Mother's Day without your Mom and not a Mom

I have several days on the calendar that mean things - like my Birthday or friends birthdays or anniversaries, then there are other days - the sad days, like the dates of miscarriage, or the due dates for the babies that were made but never made it.  I have so many of those days, and sadly Mother's Day is one too.  My Mom passed away a few years ago, and I have not yet had any children yet so the day is meaningless to me.  But I cannot escape it.  I get emails for Mother's Day specials, there are tv commercials, people talk about what their kids did for them on Mother's Day, and all I can do is . . . Nothing.  I cant do anything about it.  I just have to sit back and let the time pass.  My favorite day is now the day after Mother's Day - the longest time before I have to think of it again.  Of course there are always those sad anniversaries of the miscarriages or the due dates that never came to be to tide me over in the meantime.

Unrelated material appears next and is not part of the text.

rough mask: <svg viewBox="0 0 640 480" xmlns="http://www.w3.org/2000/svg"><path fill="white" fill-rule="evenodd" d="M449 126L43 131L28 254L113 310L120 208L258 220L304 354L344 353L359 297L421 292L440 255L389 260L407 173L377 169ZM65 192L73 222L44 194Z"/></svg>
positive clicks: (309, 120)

This Mother's Day is a lot harder than previous ones.  I guess it is because last year on Mother's Day I truly thought that by this Mother's Day I would be a Mom, or at least pregnant. 

Some ladies say I am a Mom since I did have a life grow inside of me, three times nonetheless, but I just don't feel like I am a Mom.  I don't think I will until I get to hold a healthy baby in my arms.  I hope this happens before next Mother's Day.